Courtesy of Kate Wiggins
It started ten years ago with a disappointing trip to the mailbox. "I realized it was all bills and junk and got a little sad," says Kate Wiggins. "Then I quickly realized, well I don't send out any good mail, so it makes sense that there's only bills and junk coming in."
She resolved to make other people's mailboxes happier places, sending a handwritten note to someone every day of 2012. "I love to drop a New Year's resolution as much as anybody, but I actually completed that one, and it was so fulfilling," says the Southport, North Carolina resident. "It was such a delightful experience to reconnect with people that I hadn't been in touch with in a long time. I also sent letters to people I worked with and saw every day. It ran the gamut."
Some folks wrote back, others didn't. But Wiggins found that it was gratifying to send snail mail regardless, and she continued her practice long after her resolution had been achieved. She realized too that there were some barriers to old-school communication; texting, for instance, didn't require a trip to the post office to buy stamps. Eager to make sending a little love via the post as easy as possible, she launched Sugar & Kiki, a postcard subscription service that provides everything you need to dash off some snail mail. (Kate's nickname is Kiki, and her dog's name is Julia Sugarbaker, after the Designing Women character of the same name--Sugar for short.)
Courtesy of Kate Wiggins Kate Wiggins with her dog, Sugar
"A postcard is a great entry point for those folks who feel a little overwhelmed by the prospect of being a snail mailer," says Wiggins. "I like to think that with postcards, they're complete at any length: You can write two words; you can squeeze in two paragraphs. "It's just a quick, 'Hey, I'm thinking of you' that really has an out-sized impact on the recipient."
For $9.95 a month, subscribers receive four postcards, four stamps, and a note-writing tip. The postcards are a mix of original designs, licensed artwork, and postcards sourced from other makers. Whenever new subscribers sign up, Wiggins asks them to share a little about themselves and their interests so that she can thoughtfully curate each month of postcards. "I get great lists from people," she says. "Maybe they love '80s movies, or they're obsessed with coffee, or they want to have at least one 'get well soon' card a month." If they don't like one of the postcards that they're sent, they can always trade it for a new one (though she notes that nobody has taken her up on it yet). That's because Sugar & Kiki is in the business of spreading joy.
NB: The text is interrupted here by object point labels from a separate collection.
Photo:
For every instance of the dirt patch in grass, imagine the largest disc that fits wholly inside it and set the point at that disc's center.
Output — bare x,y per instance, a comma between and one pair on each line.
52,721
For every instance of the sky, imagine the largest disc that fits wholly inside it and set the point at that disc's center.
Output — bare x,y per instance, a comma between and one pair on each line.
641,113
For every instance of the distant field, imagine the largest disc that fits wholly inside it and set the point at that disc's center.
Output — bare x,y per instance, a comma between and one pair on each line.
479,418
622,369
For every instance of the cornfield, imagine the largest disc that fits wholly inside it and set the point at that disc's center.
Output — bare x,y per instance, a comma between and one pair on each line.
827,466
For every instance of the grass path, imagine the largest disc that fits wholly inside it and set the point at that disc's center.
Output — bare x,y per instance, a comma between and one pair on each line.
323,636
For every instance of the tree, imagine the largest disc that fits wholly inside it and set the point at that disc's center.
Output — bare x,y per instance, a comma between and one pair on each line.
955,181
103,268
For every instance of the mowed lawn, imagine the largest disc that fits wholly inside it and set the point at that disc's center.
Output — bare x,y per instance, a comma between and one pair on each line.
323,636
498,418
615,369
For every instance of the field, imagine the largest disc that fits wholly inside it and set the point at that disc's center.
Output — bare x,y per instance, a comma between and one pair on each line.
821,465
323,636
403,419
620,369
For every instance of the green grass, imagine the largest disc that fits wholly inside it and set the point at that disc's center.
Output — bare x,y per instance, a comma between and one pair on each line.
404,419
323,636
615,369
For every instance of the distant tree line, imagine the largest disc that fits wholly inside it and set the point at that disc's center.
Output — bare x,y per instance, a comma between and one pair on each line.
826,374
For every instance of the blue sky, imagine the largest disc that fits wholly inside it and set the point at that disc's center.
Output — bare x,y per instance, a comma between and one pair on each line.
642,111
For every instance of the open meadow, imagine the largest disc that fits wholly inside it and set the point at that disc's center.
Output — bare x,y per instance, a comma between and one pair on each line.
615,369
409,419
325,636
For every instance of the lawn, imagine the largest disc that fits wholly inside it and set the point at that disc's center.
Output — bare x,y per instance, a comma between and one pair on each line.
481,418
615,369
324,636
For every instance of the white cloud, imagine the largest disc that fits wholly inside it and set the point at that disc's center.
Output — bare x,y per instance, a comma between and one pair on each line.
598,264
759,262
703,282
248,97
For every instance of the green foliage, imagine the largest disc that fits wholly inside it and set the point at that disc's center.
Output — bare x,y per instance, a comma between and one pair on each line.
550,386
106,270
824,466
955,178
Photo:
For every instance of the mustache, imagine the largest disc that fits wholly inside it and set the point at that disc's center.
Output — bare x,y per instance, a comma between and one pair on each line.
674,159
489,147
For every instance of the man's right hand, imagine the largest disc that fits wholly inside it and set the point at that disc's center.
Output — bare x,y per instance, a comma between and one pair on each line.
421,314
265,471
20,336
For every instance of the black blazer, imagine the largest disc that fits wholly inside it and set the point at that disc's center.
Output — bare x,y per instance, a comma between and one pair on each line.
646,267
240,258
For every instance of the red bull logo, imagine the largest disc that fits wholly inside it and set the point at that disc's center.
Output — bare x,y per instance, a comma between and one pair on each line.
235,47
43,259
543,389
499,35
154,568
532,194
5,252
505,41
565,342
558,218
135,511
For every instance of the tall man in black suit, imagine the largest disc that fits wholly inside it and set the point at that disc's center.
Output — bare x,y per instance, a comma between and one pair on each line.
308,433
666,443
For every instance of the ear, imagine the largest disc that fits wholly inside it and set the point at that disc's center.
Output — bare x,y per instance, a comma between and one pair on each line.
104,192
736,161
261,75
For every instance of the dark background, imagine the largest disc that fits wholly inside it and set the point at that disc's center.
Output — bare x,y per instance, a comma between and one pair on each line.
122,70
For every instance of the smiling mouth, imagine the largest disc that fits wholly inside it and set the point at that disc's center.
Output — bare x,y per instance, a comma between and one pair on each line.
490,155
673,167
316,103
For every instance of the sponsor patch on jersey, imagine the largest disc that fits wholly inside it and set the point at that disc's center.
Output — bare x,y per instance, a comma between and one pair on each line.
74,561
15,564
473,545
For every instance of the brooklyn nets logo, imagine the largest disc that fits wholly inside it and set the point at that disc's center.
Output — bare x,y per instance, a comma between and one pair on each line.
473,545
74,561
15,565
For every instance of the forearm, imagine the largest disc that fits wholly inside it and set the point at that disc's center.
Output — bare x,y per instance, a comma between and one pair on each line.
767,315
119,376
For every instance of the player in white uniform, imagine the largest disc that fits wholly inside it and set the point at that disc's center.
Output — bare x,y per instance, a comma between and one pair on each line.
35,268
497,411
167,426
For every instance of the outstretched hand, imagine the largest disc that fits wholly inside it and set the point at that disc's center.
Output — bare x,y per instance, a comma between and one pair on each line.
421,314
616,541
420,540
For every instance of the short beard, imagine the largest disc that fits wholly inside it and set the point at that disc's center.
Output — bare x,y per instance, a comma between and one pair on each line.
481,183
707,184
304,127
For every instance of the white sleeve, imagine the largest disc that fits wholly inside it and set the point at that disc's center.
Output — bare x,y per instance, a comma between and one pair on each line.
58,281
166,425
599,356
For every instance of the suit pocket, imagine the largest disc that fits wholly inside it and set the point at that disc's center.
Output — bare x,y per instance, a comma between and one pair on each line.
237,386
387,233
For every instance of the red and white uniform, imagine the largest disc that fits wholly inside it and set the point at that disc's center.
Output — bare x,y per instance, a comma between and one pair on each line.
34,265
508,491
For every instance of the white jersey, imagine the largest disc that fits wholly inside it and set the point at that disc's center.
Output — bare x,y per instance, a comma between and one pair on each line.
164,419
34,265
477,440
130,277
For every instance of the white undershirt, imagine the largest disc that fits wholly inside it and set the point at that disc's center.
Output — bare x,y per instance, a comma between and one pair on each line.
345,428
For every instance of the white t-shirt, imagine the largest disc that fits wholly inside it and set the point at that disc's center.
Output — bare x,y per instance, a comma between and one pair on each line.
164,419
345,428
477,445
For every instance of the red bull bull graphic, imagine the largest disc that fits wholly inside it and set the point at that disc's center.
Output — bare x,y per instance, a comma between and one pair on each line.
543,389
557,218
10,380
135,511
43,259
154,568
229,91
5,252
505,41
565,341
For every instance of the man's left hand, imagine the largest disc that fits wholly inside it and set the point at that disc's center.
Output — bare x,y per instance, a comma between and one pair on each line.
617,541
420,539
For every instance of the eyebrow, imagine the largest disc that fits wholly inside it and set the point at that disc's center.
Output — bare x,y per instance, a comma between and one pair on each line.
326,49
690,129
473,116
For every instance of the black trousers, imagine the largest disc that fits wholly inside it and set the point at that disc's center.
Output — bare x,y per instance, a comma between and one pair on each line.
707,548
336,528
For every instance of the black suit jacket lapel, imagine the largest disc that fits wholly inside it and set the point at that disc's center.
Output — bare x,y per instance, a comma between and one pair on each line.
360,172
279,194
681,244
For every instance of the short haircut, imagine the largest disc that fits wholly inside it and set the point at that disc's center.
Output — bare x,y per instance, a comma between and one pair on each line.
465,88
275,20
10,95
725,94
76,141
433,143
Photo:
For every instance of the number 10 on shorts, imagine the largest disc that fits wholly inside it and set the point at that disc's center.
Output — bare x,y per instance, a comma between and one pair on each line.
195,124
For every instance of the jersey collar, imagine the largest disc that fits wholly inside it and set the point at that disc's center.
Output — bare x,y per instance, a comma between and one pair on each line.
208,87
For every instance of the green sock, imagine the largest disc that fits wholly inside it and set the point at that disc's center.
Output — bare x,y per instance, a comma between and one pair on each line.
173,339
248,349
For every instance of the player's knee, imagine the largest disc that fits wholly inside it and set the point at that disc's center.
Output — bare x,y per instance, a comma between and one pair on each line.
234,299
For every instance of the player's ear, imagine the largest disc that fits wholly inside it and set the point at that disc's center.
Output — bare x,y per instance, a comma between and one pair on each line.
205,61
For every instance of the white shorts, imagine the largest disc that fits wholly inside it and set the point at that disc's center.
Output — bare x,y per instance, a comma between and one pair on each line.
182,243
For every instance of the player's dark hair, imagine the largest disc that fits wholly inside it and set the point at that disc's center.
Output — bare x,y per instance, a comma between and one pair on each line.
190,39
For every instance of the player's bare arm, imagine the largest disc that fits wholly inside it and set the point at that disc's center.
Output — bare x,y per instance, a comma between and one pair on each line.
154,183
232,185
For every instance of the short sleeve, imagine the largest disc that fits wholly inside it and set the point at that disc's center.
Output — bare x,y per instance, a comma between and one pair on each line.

"I talked to a woman whose mother had bought a subscription and passed away a few months later," says Wiggins. "As we were connecting and I transferred the subscription over to the daughter, she told me, 'My mom decided to reach back out to high school friends that she had totally fallen out of contact with, and it just makes me so happy to know that in the last months of her life, she was able to reconnect with people who had been really important in an earlier chapter of her life.'"
And after the past year and a half, when the COVID-19 pandemic left so many feeling isolated and alone, human connection is more important than ever, says Wiggins.
"We can't always rely on the easy ways to connect with each other, like running into somebody in the grocery store," she says. "Putting pen to paper shows a real intention behind the desire to connect. There's something special about receiving something tactile and lasting."